Google to Replace Passwords with Trust Score API
Are you tired of continuously typing passwords? Well, there will be no passwords in future. Can this be real? That’s what Google – the search engine giant – is working on. Will it affect users’ privacy in a bad way? Only time will tell.
The organization has decided to replace the so called ‘passwords’ with a ‘Trust Score’ API that will calculate your trust score and then let you use the services online.
It is a fact that in this digital age, the importance of privacy and security cannot be denied. And passwords just act like a security guard for the internet users. Now, Google will use a user’s pattern of habits over the web, voice, location, internet usage timings, likes and dislikes, along with facial recognition technology to give a trust score to the user.

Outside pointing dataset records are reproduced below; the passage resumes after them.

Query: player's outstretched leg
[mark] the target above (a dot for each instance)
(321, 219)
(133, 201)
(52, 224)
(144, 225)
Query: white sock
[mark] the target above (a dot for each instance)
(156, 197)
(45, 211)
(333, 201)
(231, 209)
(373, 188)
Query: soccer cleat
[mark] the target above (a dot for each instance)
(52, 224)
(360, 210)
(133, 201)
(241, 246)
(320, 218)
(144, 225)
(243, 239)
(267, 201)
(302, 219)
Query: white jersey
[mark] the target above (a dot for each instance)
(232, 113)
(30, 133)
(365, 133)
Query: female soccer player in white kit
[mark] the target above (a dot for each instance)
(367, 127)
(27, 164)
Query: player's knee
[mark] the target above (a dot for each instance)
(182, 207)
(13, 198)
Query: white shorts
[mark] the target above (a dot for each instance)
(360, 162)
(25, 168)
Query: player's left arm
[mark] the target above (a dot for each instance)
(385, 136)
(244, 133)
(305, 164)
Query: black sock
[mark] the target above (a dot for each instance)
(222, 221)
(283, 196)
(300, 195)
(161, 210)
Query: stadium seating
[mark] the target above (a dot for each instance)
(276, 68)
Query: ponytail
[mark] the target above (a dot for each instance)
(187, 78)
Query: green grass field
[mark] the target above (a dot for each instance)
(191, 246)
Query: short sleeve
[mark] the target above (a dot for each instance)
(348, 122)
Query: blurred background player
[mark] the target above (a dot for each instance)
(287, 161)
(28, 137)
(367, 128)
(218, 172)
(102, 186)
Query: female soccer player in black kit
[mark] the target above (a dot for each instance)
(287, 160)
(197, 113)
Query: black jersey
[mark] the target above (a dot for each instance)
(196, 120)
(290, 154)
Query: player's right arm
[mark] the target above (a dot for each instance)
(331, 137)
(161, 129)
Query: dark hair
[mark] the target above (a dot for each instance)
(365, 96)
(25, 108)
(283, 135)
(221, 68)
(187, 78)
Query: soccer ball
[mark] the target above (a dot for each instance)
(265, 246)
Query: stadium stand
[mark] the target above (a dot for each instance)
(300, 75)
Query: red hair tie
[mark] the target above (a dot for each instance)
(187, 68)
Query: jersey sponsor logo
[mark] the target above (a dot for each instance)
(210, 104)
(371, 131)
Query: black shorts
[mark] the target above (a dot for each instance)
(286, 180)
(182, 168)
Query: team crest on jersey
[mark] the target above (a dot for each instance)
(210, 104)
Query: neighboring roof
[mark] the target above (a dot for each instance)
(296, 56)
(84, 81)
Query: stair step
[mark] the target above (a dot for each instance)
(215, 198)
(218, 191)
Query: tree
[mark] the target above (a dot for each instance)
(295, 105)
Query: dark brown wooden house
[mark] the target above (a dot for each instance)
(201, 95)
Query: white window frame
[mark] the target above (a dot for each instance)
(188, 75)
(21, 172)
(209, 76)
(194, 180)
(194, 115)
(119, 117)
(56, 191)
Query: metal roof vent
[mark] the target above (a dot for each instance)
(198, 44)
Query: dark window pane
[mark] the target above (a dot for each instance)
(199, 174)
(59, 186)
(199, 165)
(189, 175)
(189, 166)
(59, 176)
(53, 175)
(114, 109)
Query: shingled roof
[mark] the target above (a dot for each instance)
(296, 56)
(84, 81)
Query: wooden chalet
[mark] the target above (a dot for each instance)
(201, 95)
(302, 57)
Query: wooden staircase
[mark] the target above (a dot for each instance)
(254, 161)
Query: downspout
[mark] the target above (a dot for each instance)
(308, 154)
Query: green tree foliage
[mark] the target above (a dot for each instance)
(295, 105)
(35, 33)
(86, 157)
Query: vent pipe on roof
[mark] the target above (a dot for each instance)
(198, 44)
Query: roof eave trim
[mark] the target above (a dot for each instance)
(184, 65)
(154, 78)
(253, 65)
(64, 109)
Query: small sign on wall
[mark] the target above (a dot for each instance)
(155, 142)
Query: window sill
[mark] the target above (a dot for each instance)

This particular Trust Score API is expected to be available by the end of this year for android smartphone users, who are currently using Android 5.0 and above. The sustainability tests of the API are underway. If the tests are successful, then Google is planning to market the Trust Score API early next year.
The Trust Score API was developed last year, with a codename of ‘Project Abacus’. The main aim of this API is to provide a password-less authentication method, for android users, who are currently using two-factor authentication.
The Trust Score API is an advanced and improved version of Smart Lock. The Smart Lock app, locks your android phone screen when not in use. And when you reach a trusted location, the Smart Lock app automatically unlocks your phone, by using the location name and facial recognition feature.
This API will authenticate the user and help him use the internet without asking for any password or pin number. All the authentication work will be based on your Trust Score. But if your trust score is well below the expectation, the API will ask the user for a password.
Google holds the point of view that different apps will require different trust scores on part of the user. It may be the case that a user’s bank account will require a higher trust score to operate, as compared to the trust score required to using a gaming app.
How this Trust Score API will affect end-to-end encryption saga? Remember, Google has already joined the bandwagon with its very own Allo app.
All we can say to android users: Embrace yourself for the password-less world. The clock is ticking!